Malgré son handicap, Owen fut le premier à apercevoir la silhouette sur leur chemin. Camouflée dans les ténèbres diffuses de la soirée et abritée sous les crocs supérieurs de l’antique dragon, la forme humanoïde patientait, assise en tailleur. Son unique œil écarlate projetait une lueur ondulante. Owen s’imagina de nouveau dans la grotte d’Orion, avant son affrontement avec le mastodonte.

Un Worgro leur bloquait l’accès à Koordie.

Aurore et Théodore captèrent la menace à leur tour.

— J’ai bien peur de savoir à qui nous faisons face, lâcha Owen, la voix rauque.

L’épée au pommeau d’Ours crissa dans son fourreau. La claymore se joignit aussitôt au chant macabre. Aurore se plaça derrière les deux guerriers.

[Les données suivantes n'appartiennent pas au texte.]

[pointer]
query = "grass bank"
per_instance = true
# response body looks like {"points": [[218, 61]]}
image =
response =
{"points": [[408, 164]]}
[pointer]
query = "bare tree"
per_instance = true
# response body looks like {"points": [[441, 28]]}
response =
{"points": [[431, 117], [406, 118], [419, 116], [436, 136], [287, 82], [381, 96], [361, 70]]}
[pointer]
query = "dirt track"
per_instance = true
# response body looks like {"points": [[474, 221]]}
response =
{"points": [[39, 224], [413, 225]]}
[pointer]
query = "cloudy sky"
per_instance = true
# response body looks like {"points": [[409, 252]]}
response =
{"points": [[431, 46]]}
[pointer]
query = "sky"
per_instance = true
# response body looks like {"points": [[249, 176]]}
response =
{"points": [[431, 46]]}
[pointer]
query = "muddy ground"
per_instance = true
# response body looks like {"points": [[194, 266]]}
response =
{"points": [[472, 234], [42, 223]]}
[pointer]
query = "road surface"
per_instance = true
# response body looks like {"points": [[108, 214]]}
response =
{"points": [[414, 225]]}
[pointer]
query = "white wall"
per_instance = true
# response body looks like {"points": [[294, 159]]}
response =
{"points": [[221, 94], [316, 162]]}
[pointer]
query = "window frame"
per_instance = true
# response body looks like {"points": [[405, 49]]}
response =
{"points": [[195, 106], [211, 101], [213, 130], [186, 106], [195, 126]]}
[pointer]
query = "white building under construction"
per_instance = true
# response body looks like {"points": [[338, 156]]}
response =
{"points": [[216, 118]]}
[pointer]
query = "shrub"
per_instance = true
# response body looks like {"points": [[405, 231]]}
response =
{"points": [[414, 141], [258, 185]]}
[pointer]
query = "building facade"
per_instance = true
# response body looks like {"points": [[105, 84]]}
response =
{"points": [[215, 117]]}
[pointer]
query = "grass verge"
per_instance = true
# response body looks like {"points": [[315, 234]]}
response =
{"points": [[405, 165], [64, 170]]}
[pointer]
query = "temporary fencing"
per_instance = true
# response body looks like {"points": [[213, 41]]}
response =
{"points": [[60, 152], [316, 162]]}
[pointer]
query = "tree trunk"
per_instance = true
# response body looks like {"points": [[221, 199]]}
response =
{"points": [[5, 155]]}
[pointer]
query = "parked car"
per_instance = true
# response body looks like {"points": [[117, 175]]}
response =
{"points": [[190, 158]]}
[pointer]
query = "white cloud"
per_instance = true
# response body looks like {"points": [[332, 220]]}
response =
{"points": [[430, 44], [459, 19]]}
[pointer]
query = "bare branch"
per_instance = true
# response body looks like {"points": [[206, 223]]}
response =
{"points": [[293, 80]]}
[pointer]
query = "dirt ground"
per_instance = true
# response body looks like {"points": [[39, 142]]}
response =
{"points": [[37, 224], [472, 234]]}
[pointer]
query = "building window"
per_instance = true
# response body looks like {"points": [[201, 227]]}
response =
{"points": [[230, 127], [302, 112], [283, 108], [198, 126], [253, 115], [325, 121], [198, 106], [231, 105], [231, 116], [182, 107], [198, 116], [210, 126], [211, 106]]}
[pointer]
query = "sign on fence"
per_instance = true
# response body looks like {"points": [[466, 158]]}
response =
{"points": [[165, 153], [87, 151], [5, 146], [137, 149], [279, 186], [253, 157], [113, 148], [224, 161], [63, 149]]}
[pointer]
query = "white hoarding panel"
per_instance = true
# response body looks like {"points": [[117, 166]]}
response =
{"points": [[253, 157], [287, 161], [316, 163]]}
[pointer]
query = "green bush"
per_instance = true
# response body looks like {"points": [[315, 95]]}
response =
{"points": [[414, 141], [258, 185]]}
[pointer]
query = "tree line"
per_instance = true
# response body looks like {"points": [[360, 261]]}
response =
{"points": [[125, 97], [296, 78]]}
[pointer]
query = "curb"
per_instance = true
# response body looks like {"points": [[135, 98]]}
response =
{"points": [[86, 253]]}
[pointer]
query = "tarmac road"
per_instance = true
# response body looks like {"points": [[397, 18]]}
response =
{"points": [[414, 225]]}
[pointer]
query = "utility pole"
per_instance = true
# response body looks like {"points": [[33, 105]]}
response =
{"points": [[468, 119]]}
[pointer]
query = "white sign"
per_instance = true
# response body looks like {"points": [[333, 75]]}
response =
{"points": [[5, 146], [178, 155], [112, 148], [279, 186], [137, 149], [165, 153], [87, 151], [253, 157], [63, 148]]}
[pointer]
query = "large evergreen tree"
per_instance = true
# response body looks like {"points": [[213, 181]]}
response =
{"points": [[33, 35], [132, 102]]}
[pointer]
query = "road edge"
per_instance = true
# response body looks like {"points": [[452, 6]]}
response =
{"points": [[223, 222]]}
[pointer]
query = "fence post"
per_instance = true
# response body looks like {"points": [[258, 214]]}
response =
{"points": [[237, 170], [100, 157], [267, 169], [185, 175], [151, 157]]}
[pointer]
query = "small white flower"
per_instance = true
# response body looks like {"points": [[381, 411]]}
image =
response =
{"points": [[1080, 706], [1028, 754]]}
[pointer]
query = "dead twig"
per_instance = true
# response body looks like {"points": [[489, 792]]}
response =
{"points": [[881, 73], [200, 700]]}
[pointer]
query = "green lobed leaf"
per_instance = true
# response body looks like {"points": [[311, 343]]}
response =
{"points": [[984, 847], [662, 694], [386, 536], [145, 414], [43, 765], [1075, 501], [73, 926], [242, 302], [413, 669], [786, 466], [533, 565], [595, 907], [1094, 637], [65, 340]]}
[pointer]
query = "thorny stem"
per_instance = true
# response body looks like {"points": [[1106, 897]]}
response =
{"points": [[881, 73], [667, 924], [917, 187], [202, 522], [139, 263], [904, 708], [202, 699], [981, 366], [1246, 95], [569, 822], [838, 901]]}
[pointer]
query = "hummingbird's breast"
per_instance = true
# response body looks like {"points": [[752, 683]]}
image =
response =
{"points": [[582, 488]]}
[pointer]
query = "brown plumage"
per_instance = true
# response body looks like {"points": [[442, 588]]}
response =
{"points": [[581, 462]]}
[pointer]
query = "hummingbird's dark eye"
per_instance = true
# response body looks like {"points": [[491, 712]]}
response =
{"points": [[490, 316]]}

— Penses-tu qu’il soit encore en vie ? s’enquit Théodore.

Owen n’eut pas à répondre. Une voix stridente, à la portée inhumaine, retentit dans l’estuaire. L’écho qu’il en produisit fit frissonner le chevalier. Il se savait sensible aux cris infernaux de cette créature. Il devait tenir bon. Conserver son flegme et se focaliser sur le combat à venir.

« Kahlaar. »

« Virrta. »

La Hyène se sentit flancher. Le champion entrevit son malaise.

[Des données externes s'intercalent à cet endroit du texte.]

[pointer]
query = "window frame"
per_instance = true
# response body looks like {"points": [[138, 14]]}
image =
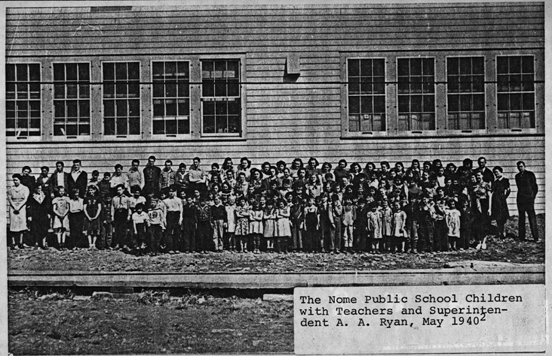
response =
{"points": [[435, 89], [535, 91], [183, 137], [41, 101], [485, 99], [53, 99], [138, 136], [386, 114], [441, 97], [243, 124]]}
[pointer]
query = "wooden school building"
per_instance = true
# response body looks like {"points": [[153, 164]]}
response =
{"points": [[364, 82]]}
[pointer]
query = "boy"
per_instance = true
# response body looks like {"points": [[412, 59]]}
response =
{"points": [[156, 225], [121, 214], [139, 222], [60, 206], [173, 220], [218, 220], [189, 225]]}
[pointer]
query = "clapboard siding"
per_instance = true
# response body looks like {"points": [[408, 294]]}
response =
{"points": [[285, 117]]}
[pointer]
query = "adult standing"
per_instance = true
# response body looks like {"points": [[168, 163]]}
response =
{"points": [[152, 175], [17, 199], [527, 191], [78, 178], [58, 178], [499, 205]]}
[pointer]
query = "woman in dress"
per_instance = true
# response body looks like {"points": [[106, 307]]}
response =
{"points": [[17, 199], [39, 218], [499, 206]]}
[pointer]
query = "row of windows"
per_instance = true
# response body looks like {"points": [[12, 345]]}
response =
{"points": [[220, 97], [465, 93], [121, 106]]}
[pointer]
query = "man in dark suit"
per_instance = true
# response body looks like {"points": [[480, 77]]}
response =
{"points": [[527, 191], [59, 177], [488, 175], [78, 178]]}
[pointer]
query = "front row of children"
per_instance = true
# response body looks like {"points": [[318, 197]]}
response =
{"points": [[186, 224]]}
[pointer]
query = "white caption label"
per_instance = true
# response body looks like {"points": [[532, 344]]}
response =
{"points": [[428, 319]]}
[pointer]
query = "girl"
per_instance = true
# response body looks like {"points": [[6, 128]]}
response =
{"points": [[256, 226], [399, 227], [17, 199], [39, 217], [242, 224], [386, 226], [452, 218], [283, 226], [269, 225], [375, 222], [76, 218], [348, 219], [60, 207], [499, 204], [311, 224], [92, 211], [297, 217], [230, 226], [335, 233]]}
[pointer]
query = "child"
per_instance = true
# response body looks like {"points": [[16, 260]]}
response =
{"points": [[348, 219], [242, 224], [256, 226], [311, 225], [203, 233], [120, 212], [156, 225], [283, 226], [76, 217], [230, 226], [92, 211], [452, 218], [440, 230], [326, 221], [426, 223], [335, 232], [386, 226], [60, 206], [218, 221], [296, 220], [106, 233], [399, 227], [269, 226], [139, 224], [361, 226], [189, 225], [375, 222], [466, 223]]}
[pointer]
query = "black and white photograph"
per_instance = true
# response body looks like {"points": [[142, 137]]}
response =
{"points": [[176, 170]]}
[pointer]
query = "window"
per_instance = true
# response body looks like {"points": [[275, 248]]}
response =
{"points": [[221, 96], [466, 93], [121, 98], [416, 89], [71, 99], [171, 98], [366, 94], [515, 92], [23, 112]]}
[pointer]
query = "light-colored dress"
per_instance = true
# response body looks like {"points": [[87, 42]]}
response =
{"points": [[283, 226], [18, 195]]}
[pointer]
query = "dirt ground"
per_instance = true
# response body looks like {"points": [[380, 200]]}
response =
{"points": [[150, 323], [509, 249]]}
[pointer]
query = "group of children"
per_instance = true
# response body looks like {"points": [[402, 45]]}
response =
{"points": [[277, 208]]}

— Courage, mon ami ! lui intima Théodore. Je ne gagnerai pas cette rixe sans toi.

Le Worgro quitta l’obscurité.

S’il avait autrefois été invisible grâce à la sorcellerie, ce monstre apparaissait à présent aussi clairement que n’importe lequel de ses congénères. Le désert de Tanzanites l’avait supplicié, sans toutefois lui accorder la mort.

Il se déplaçait en claudiquant, trainant sa lourde charpente. Les lésions de son corps se multipliaient, si bien que le sang l’avait entièrement recouvert avant de sécher, le dotant d’une peau carmin et luisante. Ses joues, déchirées par les gemmes bleutées, ne retenaient plus ses crocs immondes. Sa gueule infâme, en conséquence, gesticulait d’une lamentable manière. Pour finir, la partie gauche de son visage ne formait plus qu’un amas de lambeaux à vif, le privant de l’utilisation de son œil.

Pourtant, de sa seconde orbite sourdait une haine indicible.

— Ensemble, dicta Owen. Cette fois, impossible de le manquer.

Théodore hocha la tête.

De front, le chevalier et le champion chargèrent.